I nie opuszczę Cię praco, aż do śmierci!
Lojalność pracowników to kwestia, która od dawna zaprząta głowy pracodawców. Od niej zależy bowiem to, czy pracodawcy zwróci się inwestycja w pracownika. Najpierw rekrutujemy, potem szkolimy, za wykonaną pracę płacimy, tworzymy ścieżki kariery, umożliwiamy rozwój, a pracownik nagle umyka do konkurencji. Bardzo często, brak szkoleń czy tez brak inwestowania w pracownika (premie, dodatkowe benefity) wiąże się właśnie z tym, że pracodawca nie wierzy w lojalność. Z drugiej strony, trudno oczekiwać lojalności, jeśli warunki pracy mamy kiepskie, zespół ciągle narzeka, a pracodawca o nas nie dba.
Kryzys – jak wynika z badań, zwiększył poczucie lojalności pracowników. Przynajmniej w Polsce. O ile jeszcze w 2006 roku mówiło się o tym, że pracownicy są coraz mniej lojalni, o tyle z ostatnich badań przeprowadzonych przez Kelly Services wynika, że staliśmy się najbardziej lojalnym narodem w Europie. Dla 16% pracowników, kryzys spowodował wzrost lojalności (dla 8% pracowników lojalność spadła). 68% pracowników w Polsce (w wieku 30-65 lat) twierdzi, że jest całkowicie przywiązana do pracodawcy. Czy wynika to z tego, że tak dobrze się nam pracuje, czy z innych względów?
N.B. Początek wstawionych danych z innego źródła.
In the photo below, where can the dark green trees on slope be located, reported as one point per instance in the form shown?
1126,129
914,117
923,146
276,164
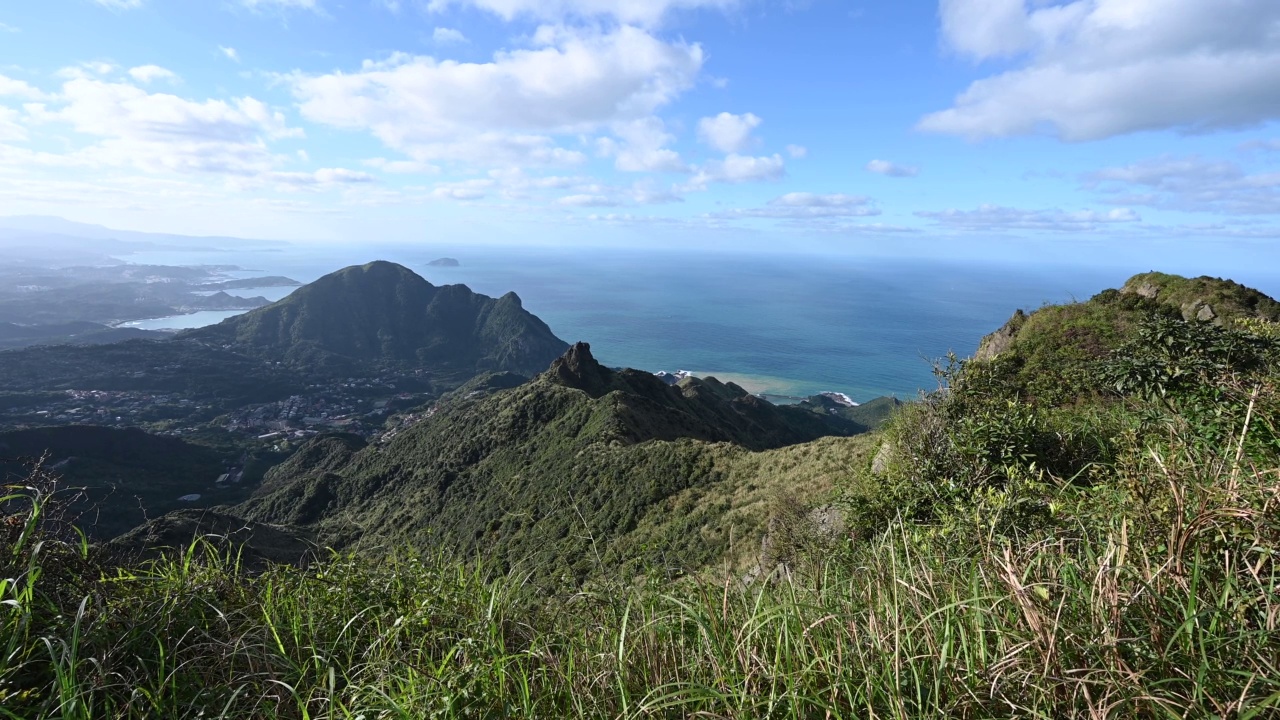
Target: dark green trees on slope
576,472
385,313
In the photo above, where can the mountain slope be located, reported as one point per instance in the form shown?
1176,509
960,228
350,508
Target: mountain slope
1054,351
385,313
563,473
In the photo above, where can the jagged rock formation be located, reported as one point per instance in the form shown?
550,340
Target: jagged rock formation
572,468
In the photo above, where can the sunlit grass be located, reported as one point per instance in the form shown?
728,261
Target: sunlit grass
1088,625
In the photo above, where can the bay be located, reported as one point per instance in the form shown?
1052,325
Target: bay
772,322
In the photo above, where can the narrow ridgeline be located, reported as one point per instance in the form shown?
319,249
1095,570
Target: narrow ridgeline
384,313
579,472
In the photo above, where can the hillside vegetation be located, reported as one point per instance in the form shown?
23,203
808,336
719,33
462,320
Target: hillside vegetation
385,313
580,473
1097,542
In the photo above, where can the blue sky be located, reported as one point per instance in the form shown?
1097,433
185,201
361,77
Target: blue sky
1078,127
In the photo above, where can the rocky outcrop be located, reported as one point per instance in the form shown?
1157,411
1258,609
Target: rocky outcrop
1002,338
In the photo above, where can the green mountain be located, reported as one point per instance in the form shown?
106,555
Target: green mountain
584,468
1054,351
384,313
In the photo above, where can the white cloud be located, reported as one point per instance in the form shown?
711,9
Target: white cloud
728,132
589,201
643,147
280,4
892,169
324,177
739,169
629,12
151,73
1097,68
448,36
402,167
809,205
571,82
464,191
119,4
992,218
1189,185
986,28
161,132
1267,145
10,87
9,127
87,69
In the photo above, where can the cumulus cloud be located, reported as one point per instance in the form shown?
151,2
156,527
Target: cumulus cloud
10,87
401,167
892,169
728,132
739,169
163,132
1089,69
119,4
997,218
280,4
643,147
589,201
9,127
324,177
448,36
631,12
572,81
1189,183
150,73
809,205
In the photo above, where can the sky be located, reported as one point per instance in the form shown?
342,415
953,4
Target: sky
1070,127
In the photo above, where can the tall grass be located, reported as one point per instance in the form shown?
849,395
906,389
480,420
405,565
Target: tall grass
1168,610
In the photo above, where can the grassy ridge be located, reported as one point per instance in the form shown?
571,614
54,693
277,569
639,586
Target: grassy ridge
1084,625
1104,552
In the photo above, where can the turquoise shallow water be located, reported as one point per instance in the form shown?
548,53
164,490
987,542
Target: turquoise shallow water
784,324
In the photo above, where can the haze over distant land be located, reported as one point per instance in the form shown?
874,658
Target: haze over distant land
968,128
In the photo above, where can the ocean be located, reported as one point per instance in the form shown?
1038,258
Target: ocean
781,324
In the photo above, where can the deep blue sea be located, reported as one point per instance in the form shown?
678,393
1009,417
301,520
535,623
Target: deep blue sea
773,323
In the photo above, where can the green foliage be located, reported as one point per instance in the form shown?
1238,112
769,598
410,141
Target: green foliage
122,477
1168,609
577,474
385,313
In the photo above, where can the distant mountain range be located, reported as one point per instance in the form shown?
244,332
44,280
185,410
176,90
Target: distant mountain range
579,461
385,313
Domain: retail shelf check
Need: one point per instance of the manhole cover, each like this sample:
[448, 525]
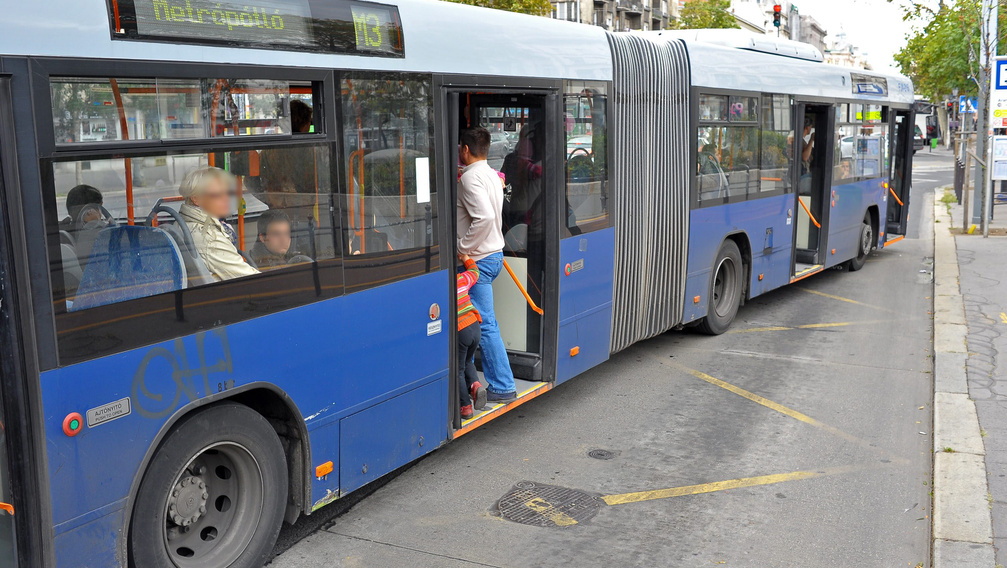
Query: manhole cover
[539, 505]
[602, 454]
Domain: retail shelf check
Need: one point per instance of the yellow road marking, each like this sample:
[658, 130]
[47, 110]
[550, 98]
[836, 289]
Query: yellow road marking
[636, 496]
[772, 405]
[807, 326]
[842, 299]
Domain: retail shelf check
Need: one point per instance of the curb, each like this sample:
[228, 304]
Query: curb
[963, 527]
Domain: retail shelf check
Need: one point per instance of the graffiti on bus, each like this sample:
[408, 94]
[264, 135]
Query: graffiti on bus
[165, 376]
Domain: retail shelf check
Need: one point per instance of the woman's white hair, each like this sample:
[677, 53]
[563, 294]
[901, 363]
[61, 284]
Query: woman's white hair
[195, 180]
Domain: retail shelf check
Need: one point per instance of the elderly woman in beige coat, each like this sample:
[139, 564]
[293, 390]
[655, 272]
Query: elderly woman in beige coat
[207, 191]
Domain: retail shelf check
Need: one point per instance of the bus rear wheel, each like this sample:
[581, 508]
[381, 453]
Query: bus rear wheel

Na pewno na kwestię lojalności w Polsce wpływa to, że jesteśmy narodem, który dopiero uczy się mobilności. Nawet kiedy nam źle, wolimy cicho siedzieć i czekać na zbawienie niż wziąć sprawy w swoje ręce i poszukać nowej pracy. Zapaść rynku pracy na pewno też zaowocowała tym, że bardziej boimy się zmian i rzadziej rozważamy zmianę pracy – trudniej ja bowiem zdobyć i niekoniecznie uzyskamy lepsze niż obecnie warunki. Czy jest w tym coś jeszcze?
Jak uważacie – dlaczego Polacy są najbardziej lojalni? I czy rzeczywiście sama odrzucenie chęci zmiany pracy i zdecydowanie pozostania w obecnej firmie wystarcza do tego, by nazwać pracownika lojalnym?